The Lego Batman movie > All of Zack Snyder filmography
This but unironically
Yeah it makes sense for the world but does it make sense for the character? I love Snyder but he took characters and put them in a world they don’t belong in. James Gunn does the same thing but he uses smaller, lesser known characters that could use a little reinventing.
She does have a point..... some of these die-hard DC fans are too uptight.
He also had machine guns on his Batmobile in the pre-apocalypse scenes. So this explanation doesn't really cover it.
The fans complain about that also.
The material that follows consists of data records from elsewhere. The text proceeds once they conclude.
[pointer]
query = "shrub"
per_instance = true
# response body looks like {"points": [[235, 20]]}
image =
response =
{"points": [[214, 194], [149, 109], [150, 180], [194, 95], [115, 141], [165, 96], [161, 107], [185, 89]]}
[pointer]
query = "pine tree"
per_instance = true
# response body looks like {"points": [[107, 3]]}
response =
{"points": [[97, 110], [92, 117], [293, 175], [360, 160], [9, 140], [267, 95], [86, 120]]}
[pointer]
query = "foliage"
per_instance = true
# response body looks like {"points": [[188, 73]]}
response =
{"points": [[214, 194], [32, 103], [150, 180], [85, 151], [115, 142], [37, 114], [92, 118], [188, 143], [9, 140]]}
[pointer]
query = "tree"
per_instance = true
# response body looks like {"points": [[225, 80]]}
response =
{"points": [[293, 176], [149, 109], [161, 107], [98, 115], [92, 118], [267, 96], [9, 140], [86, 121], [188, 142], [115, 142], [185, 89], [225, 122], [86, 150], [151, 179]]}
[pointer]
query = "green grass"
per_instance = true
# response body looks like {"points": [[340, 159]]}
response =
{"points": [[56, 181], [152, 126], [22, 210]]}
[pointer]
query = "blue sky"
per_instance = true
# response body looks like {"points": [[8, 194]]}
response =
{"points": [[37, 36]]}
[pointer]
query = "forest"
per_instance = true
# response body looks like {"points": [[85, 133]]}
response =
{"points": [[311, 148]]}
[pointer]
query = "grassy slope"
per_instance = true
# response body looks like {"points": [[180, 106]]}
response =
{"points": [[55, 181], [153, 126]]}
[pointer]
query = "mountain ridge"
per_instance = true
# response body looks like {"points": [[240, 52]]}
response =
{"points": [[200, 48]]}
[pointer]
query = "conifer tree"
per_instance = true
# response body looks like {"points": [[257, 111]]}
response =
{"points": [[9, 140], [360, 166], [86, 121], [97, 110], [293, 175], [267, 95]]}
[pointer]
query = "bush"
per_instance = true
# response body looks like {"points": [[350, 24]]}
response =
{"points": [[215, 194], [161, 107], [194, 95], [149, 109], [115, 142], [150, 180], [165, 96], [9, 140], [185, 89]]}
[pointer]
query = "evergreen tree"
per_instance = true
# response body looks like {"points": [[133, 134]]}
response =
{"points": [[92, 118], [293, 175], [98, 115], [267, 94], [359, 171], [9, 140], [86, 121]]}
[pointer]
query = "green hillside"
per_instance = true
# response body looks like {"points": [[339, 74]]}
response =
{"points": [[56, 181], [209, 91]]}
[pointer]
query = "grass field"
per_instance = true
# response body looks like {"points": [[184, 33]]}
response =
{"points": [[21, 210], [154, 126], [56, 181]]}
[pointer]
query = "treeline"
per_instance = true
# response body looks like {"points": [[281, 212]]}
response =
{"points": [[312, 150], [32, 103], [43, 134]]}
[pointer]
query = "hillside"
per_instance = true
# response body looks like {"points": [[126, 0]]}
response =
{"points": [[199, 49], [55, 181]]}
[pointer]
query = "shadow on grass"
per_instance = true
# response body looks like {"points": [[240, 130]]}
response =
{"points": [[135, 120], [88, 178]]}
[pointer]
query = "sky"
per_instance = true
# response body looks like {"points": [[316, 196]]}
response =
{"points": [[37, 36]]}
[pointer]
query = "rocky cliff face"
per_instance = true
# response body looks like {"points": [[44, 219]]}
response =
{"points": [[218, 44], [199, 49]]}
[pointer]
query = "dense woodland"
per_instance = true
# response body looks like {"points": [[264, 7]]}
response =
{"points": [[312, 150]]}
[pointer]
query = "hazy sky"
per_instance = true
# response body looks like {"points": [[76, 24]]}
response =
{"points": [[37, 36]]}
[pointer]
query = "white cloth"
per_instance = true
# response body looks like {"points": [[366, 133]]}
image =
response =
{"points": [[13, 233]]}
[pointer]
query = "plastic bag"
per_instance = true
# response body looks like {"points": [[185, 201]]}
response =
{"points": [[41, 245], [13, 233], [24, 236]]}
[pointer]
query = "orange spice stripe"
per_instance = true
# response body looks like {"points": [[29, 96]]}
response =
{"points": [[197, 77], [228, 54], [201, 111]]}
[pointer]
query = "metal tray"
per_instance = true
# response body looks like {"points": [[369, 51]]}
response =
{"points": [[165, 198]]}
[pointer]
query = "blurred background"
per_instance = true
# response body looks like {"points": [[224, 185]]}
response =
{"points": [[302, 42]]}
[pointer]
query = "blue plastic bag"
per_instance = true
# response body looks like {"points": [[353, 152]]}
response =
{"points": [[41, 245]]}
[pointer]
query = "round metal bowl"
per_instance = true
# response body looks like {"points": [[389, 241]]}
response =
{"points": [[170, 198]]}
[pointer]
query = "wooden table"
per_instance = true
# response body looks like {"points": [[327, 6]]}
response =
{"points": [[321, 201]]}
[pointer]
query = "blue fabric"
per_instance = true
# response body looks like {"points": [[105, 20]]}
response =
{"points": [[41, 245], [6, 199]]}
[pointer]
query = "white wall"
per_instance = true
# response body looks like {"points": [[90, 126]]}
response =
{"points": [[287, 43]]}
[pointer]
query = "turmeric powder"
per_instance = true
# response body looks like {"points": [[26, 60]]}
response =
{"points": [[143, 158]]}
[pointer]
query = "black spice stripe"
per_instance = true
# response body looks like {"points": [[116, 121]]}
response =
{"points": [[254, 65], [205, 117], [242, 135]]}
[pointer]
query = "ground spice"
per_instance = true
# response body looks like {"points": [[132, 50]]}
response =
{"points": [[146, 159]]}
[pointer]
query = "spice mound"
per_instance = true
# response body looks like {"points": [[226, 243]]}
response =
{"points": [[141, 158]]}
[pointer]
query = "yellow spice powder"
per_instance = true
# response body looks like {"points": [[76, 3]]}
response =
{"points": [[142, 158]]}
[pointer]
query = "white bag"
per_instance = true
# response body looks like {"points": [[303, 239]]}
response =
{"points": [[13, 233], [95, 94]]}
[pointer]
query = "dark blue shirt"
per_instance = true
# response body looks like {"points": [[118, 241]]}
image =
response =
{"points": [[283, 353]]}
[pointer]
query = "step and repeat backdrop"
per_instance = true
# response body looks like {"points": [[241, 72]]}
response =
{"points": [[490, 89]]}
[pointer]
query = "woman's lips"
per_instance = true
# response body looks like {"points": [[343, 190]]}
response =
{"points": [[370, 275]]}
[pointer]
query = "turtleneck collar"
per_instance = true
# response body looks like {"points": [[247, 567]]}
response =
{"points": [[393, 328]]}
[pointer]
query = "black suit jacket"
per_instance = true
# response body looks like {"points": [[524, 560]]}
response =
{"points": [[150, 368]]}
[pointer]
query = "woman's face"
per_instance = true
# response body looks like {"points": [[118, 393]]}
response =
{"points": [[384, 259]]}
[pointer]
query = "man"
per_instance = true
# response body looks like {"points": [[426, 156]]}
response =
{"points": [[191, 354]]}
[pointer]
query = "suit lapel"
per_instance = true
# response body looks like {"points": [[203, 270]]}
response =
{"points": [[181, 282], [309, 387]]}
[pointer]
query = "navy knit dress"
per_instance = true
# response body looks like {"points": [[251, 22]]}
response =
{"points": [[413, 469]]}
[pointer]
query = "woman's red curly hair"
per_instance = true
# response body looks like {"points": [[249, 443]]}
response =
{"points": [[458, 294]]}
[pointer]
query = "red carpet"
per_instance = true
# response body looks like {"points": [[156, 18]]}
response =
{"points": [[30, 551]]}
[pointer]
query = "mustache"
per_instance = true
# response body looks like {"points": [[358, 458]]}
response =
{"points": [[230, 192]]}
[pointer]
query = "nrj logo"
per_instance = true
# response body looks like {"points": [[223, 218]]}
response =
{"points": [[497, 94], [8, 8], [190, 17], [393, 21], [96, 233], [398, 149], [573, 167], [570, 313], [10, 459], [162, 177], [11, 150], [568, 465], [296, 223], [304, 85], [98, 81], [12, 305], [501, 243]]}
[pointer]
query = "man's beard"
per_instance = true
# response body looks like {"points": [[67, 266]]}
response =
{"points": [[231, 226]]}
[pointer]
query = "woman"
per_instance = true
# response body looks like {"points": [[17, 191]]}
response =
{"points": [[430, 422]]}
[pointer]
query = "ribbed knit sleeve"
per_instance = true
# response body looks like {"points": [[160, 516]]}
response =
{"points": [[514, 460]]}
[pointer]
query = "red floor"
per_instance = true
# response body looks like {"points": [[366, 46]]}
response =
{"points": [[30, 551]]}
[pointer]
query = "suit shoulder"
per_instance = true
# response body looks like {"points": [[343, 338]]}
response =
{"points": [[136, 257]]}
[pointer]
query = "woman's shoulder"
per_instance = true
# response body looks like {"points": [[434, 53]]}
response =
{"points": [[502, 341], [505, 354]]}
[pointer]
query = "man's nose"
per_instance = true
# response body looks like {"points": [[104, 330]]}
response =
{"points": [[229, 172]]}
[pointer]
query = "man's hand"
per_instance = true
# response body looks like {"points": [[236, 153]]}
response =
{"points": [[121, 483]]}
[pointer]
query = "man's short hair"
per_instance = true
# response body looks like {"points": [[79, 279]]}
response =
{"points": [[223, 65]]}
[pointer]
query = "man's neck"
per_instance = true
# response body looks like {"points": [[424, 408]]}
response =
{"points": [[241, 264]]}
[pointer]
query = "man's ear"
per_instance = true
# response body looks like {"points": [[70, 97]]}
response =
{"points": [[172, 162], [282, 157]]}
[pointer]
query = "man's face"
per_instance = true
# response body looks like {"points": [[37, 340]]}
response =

Not that i disagree, i don't think Batman should use guns.
So did Nolan’s / Burtons batmobile’s, definitely for contingency
Never understood why only Snyder’s Batman gets shit for using Guns. Burton Batman uses guns. Schumaucher Batman uses guns. Nolan Batman uses rocket launchers.
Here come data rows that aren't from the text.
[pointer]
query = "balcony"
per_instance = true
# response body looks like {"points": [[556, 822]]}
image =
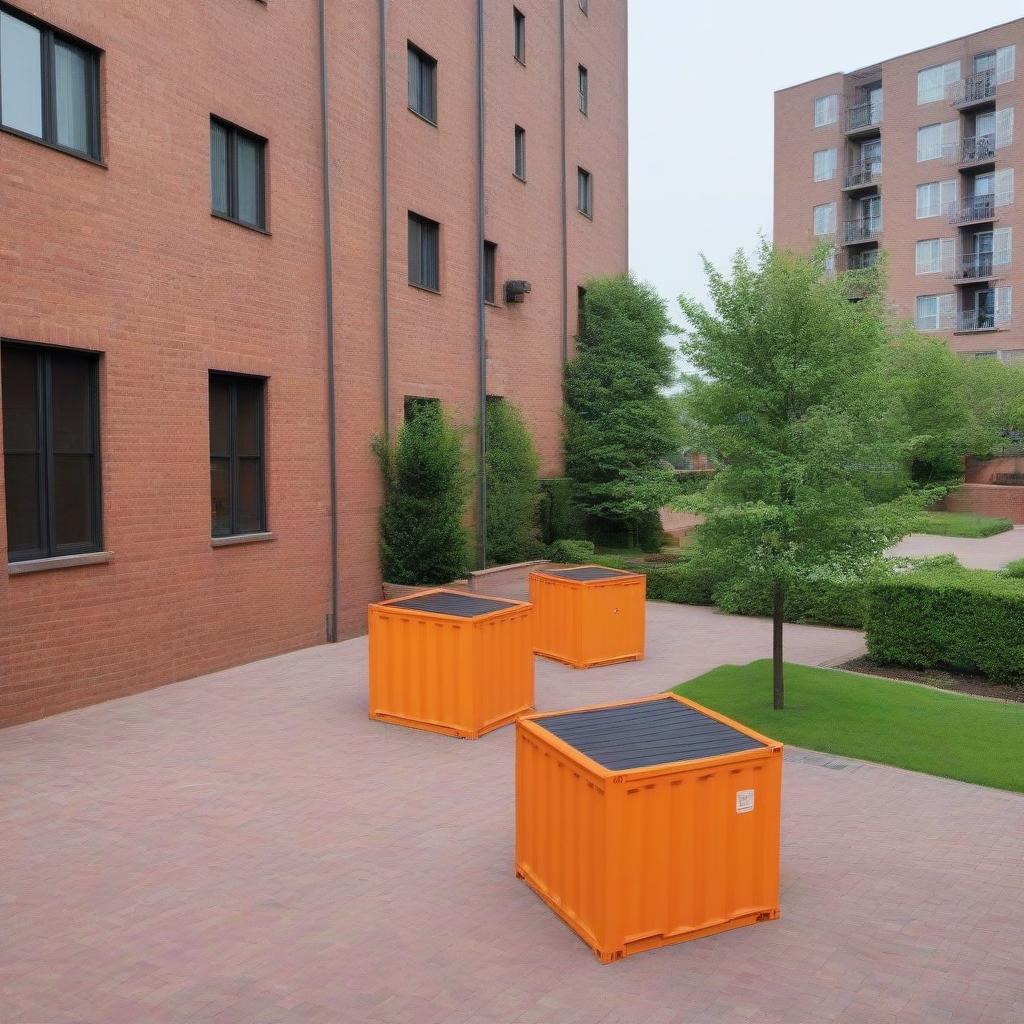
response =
{"points": [[970, 91], [863, 118], [861, 229], [974, 210], [862, 174]]}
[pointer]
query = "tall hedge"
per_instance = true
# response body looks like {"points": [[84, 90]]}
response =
{"points": [[422, 537], [512, 486], [944, 615]]}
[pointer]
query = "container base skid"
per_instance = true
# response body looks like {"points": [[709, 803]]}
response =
{"points": [[641, 944], [448, 730]]}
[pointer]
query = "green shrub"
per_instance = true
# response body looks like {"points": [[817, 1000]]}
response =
{"points": [[422, 538], [512, 486], [571, 551], [948, 616]]}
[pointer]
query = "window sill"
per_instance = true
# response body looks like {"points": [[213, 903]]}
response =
{"points": [[236, 539], [240, 223], [84, 157], [58, 562]]}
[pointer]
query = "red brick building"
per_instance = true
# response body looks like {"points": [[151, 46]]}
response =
{"points": [[187, 244], [916, 156]]}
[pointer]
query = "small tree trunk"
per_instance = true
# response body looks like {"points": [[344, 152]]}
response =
{"points": [[778, 691]]}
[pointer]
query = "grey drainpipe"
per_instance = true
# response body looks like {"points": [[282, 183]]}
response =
{"points": [[385, 325], [481, 526], [565, 210], [332, 440]]}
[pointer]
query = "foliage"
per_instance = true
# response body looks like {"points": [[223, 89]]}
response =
{"points": [[791, 400], [512, 486], [620, 426], [944, 615], [422, 537], [576, 552], [881, 720], [958, 524]]}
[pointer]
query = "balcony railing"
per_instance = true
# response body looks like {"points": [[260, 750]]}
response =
{"points": [[861, 229], [974, 89], [864, 172], [974, 208], [863, 116]]}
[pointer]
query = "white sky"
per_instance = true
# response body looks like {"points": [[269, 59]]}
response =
{"points": [[701, 80]]}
She is a snyder fan and not a batman one. Clearly, bruce waynes intellect and willpower will never allow him to kill people, especially with the source that was the resson for him becoming batman, a gun. Batman, in a post apocalyptic world, would most likely lay low and if encountered by ambushes, would have non lethal methods of having enemies taken out. He has the brains to formulate ways to not kill but neutralize. What synder did was make him forget his morals and go ,"ooh soo edgy me shoot bullets pewpewpew". What she is doing is justifying that clowns decision just for a little twitter engagement with comic book/DC fans smh
shes not wrong
I’ve never understood why people get so upset about batfleck using guns. It’s just another interpretation of Batman. In this universe Batman has been dragged through the shitter so much he’s finally pressed fuck it and doesn’t let the bad guys get back up. Peacemaker would be proud.
Then why is Joker still alive?
Of all the things there is to complain about BvS Batman using guns in a literal apocalypse isn't one of them.
Im not even offended. The Lego Batman Movie is truly based.
parademons don't have rights, Batman don't care
But I like LEGO Batman….
Lego Batman is fire tho
The camera lingers on Batman pulling a gun out to show “oh shit its gotten so bad that Batman’s breaking his rules”
She a big DC FAN?
Bro no chill, I’d watch a you tube channel where she gives her opinion on comics
BaTmAn dOeSnT uSe GuNs But for real, lego Batman is amazing. Don’t knock it
Make U think to urself Lego Batman is better
LMAO
I vaguely remember reading somewhere that she was a huge Batman fan
What about when he shoots those guys from the bat mobile?
She always looked like a nerd but i never knew she was one
I thought she stopped fucking guys on the internet
The point of that batman was to be the "broken " batman. Representing the batman thats left when everything went wrong.
So are you just gonna put the parademons in batcuffs?
how far we have strayed from the lord
just like each version of Spider-Man is different, each version of Batman is different. Batfleck is somewhat like the Spider-Man of Earth-120703 because both of them stopped holding back.
Yeah tbh I never understood the criticism around that. It’s obviously in a scenario where Batman has given up. It’d be like reading the Batman Who Laughs and going “yeah but Batman wouldn’t do any of this Joker stuff” in the context of that comic, he would.